613. Advierte, pues, carísima, y con atención profunda consi­dera cómo ascenderás a lo alto de estos dones; porque la voluntad del Señor y la mía es que subas más arriba (Lc., 14, 10) en el convite que te previene su dulzura con la bendición de los dones (Sal., 20, 4), que para este fin de su liberalidad recibiste. Atiende que para la eternidad hay solos dos caminos: uno que lleva a la eterna muerte por el desprecio de la virtud y por la ignorancia de la Divinidad; otro lleva a la eterna vida por el conocimiento fructuoso del Altísimo; porque ésta es la vida eterna, que le conozcan a él y a su Unigénito que envió al mundo (Jn., 17, 3). El camino de la muerte siguen infinitos necios (Ecl., 1, 45) que igno­ran su misma ignorancia, presunción y soberbia con formidable insipiencia. A los que llamó su Misericordia a su admirable lum­bre (1 Pe., 2, 9) y los reengendró en hijos de la luz, les dio en esta generación el nuevo ser que tienen por la fe, esperanza y caridad, que los hace suyos y herederos de la Divina y eterna fruición; y reducidos al ser de hijos les dio las virtudes que se infunden en la primera justifi­cación, para que como hijos de la luz obren con proporción opera­ciones de luz; y tras ellas tiene prevenidos los dones del Espíritu Santo. Y como el sol material a nadie niega su calor y luz, si hay capacidad y disposición para recibir la fuerza de sus rayos, tampoco la Divina Sabiduría que, dando voces en los altos montes, sobre los caminos reales y en las sendas más ocultas, en las puertas y plazas de las ciudades (Prov., 8, 1-3), convida y llama a todos, a ninguno se negaría ni ocultaría. Pero la estulticia de los mortales los hace sordos, o la malicia impía los hace irrisores, y la incrédula perversidad los aparta de Dios, cuya sabiduría no halla lugar en el corazón malévolo, ni en el cuerpo sujeto a pecados (Sab., 1, 4).
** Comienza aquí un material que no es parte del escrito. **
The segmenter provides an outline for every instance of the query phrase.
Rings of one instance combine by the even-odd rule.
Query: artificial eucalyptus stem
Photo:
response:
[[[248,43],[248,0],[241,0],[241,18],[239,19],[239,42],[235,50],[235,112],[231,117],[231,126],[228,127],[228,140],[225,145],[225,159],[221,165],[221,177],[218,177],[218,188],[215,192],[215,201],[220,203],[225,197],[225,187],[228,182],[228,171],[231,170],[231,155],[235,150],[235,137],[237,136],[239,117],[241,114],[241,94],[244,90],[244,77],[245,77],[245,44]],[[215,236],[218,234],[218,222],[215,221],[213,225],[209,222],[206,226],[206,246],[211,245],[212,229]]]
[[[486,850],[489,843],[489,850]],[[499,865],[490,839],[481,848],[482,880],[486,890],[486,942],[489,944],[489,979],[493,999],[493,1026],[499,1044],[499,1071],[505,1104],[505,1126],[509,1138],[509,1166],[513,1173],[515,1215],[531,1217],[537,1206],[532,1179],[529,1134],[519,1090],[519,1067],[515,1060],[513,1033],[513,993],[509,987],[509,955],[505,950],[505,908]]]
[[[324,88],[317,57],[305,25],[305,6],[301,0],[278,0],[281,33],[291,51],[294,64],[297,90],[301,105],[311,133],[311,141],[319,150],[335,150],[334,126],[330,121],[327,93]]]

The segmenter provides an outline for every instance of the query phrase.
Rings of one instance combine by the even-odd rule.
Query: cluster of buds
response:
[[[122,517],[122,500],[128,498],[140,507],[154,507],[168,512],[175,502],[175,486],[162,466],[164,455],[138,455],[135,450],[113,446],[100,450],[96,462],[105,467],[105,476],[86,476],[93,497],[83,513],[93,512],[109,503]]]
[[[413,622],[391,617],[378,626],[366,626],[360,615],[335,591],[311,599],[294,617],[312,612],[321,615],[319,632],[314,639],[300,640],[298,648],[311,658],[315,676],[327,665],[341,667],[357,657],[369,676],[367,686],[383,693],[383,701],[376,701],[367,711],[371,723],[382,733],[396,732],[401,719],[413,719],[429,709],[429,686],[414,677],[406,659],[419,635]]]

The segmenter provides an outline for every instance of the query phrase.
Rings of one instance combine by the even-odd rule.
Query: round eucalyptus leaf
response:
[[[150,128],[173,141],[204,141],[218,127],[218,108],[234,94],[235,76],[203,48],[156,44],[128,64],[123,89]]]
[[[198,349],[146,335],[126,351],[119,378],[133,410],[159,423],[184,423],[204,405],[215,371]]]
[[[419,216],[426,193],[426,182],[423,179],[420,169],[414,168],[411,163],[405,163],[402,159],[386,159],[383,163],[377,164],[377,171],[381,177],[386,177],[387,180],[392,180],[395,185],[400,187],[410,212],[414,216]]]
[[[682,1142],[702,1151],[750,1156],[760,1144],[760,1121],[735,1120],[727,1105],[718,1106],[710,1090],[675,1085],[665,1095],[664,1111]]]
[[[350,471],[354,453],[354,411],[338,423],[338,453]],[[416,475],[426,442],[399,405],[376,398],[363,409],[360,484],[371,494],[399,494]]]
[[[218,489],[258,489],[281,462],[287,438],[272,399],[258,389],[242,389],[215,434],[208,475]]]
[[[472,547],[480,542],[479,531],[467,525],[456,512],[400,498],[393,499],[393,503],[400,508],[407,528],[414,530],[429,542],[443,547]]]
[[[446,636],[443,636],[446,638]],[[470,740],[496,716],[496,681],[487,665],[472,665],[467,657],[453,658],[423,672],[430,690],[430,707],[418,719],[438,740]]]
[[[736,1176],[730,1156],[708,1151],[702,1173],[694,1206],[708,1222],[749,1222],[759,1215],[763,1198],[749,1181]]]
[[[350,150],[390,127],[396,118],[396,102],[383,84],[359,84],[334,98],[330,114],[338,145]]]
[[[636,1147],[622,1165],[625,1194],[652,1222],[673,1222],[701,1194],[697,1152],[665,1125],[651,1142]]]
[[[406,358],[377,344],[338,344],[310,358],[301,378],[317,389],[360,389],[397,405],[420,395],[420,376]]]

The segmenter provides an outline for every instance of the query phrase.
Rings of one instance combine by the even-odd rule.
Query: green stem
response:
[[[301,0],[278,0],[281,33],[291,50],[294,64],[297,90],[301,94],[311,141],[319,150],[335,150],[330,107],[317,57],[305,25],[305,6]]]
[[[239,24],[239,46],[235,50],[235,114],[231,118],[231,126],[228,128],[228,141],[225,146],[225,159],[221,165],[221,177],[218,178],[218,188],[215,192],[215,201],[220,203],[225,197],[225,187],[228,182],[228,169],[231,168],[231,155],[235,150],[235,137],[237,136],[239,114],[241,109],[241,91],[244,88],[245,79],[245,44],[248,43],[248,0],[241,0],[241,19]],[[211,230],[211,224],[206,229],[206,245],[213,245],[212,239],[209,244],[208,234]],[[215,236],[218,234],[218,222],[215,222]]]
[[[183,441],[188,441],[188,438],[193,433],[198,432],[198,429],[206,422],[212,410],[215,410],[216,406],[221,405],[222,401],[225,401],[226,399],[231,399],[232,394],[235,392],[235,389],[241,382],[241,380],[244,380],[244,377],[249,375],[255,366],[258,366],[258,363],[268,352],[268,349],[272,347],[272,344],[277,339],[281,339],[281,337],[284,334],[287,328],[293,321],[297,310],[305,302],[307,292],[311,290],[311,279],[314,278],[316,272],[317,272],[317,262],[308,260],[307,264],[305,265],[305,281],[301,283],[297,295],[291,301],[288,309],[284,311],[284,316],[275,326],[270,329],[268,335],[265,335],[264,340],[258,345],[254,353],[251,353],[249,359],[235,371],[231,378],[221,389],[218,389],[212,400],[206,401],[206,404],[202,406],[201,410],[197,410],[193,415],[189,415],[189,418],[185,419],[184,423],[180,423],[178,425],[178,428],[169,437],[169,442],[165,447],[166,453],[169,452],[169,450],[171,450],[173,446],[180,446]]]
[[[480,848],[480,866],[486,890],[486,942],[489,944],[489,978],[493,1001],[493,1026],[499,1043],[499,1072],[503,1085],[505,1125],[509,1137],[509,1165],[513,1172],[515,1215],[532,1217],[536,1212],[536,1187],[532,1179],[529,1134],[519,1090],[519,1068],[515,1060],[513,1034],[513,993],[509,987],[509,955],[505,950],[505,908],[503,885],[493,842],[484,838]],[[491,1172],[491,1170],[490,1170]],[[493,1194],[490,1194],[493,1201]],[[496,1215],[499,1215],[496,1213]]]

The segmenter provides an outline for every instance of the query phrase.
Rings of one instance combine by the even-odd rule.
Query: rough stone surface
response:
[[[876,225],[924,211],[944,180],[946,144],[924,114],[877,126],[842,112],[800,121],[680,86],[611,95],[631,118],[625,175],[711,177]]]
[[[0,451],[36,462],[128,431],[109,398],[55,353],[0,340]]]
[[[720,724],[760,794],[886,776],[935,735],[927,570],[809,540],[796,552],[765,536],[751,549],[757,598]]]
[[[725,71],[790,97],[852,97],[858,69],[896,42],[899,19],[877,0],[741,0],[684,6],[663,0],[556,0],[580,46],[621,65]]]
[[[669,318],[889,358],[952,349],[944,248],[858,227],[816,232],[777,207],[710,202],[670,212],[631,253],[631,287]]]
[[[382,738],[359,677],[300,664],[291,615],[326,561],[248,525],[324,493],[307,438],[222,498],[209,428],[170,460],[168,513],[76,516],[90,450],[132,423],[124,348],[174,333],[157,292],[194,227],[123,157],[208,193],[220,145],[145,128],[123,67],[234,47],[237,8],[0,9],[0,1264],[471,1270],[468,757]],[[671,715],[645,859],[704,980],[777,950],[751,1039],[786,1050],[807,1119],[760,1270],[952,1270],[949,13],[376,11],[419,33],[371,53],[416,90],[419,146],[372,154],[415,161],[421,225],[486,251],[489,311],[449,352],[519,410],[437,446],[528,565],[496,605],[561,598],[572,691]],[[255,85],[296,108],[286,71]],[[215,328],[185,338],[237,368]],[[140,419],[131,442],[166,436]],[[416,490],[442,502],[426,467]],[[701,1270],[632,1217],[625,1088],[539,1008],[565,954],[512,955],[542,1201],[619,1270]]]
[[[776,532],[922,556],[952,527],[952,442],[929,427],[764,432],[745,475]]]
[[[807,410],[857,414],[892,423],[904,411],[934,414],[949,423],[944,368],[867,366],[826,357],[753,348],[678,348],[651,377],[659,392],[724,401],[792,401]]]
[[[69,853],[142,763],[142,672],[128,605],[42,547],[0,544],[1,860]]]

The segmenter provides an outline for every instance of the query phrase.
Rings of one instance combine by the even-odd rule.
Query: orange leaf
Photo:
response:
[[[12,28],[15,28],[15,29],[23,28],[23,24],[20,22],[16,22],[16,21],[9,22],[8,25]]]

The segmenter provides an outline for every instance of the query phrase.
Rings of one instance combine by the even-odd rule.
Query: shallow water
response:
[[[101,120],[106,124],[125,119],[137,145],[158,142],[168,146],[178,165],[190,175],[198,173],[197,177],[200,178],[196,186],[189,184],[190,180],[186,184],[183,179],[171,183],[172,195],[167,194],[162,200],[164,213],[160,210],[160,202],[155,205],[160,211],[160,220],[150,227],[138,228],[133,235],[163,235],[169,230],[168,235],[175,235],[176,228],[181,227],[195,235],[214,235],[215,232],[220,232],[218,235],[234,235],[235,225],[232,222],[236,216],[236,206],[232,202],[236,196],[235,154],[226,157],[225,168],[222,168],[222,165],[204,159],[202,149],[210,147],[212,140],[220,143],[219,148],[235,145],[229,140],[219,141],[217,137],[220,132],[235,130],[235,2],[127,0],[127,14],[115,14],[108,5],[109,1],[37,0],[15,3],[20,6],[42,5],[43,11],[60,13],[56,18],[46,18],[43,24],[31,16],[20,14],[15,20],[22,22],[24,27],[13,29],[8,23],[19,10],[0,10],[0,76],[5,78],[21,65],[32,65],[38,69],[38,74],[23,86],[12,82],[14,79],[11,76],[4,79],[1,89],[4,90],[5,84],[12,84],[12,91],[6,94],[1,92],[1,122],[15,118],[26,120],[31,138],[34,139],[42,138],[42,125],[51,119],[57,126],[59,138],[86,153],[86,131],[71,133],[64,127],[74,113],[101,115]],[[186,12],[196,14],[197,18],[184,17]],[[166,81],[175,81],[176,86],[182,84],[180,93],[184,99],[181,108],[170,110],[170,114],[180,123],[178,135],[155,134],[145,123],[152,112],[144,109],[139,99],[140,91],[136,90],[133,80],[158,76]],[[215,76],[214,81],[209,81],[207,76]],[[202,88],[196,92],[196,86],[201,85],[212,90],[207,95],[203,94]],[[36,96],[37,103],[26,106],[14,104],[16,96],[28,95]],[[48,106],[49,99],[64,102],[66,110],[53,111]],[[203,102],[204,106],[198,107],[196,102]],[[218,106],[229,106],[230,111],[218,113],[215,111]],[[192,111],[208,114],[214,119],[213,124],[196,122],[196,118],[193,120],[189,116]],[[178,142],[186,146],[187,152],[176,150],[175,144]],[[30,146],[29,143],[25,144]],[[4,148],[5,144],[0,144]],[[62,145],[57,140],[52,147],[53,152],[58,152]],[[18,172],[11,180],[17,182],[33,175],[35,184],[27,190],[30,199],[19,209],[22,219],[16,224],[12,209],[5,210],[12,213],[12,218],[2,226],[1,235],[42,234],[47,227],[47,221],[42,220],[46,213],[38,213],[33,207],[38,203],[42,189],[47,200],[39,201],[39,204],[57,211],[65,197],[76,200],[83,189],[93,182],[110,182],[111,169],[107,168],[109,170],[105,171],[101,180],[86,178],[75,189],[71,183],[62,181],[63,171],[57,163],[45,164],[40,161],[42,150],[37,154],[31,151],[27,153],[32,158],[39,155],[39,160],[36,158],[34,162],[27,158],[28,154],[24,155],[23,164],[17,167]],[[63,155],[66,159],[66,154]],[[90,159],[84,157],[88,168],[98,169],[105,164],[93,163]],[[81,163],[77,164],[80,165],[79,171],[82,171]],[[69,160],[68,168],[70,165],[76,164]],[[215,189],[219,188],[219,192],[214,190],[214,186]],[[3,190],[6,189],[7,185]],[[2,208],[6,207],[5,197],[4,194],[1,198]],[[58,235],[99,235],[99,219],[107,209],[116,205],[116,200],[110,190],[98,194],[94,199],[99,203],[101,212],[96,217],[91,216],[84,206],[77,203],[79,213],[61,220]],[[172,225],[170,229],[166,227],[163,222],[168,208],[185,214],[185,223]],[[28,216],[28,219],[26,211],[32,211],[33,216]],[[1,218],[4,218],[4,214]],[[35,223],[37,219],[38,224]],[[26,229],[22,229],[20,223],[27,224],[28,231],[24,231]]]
614. Pero tú, hija mía, advierte en tus promesas, vocación y deseos; porque la lengua que miente a Dios es feo homicida de su alma (Sab., 1, 11); y no celes la muerte en el error de la vida, ni adquieras la perdición con las obras de tus manos, como se te manifiesta en la divina luz que lo hacen los hijos de las tinieblas. Teme al poderoso Dios y Señor con temor santo, humilde y bien ordenado, y en todas tus obras te gobierna con este Maestro. Ofrece tu corazón blando, fácil y dócil a la disciplina y obras de piedad. Juzga con rectitud de la virtud y del vicio. Anímate con invencible fortaleza para obrar lo más arduo y levantado y sufrir lo más adverso y difícil de los trabajos. Elige con discreción los medios para la ejecución de estas obras. Atiende a la fuerza de la divina luz, con que transcenderás todo lo sensible y subirás al conocimiento altísimo de lo oculto de la Divina sabiduría y aprenderás a dividir el hombre nuevo del antiguo; y te harás capaz de recibirla, cuando entrando en la ofi­cina del vino de tu Esposo serás embriagada de su amor, ordena­da en ti su caridad eterna.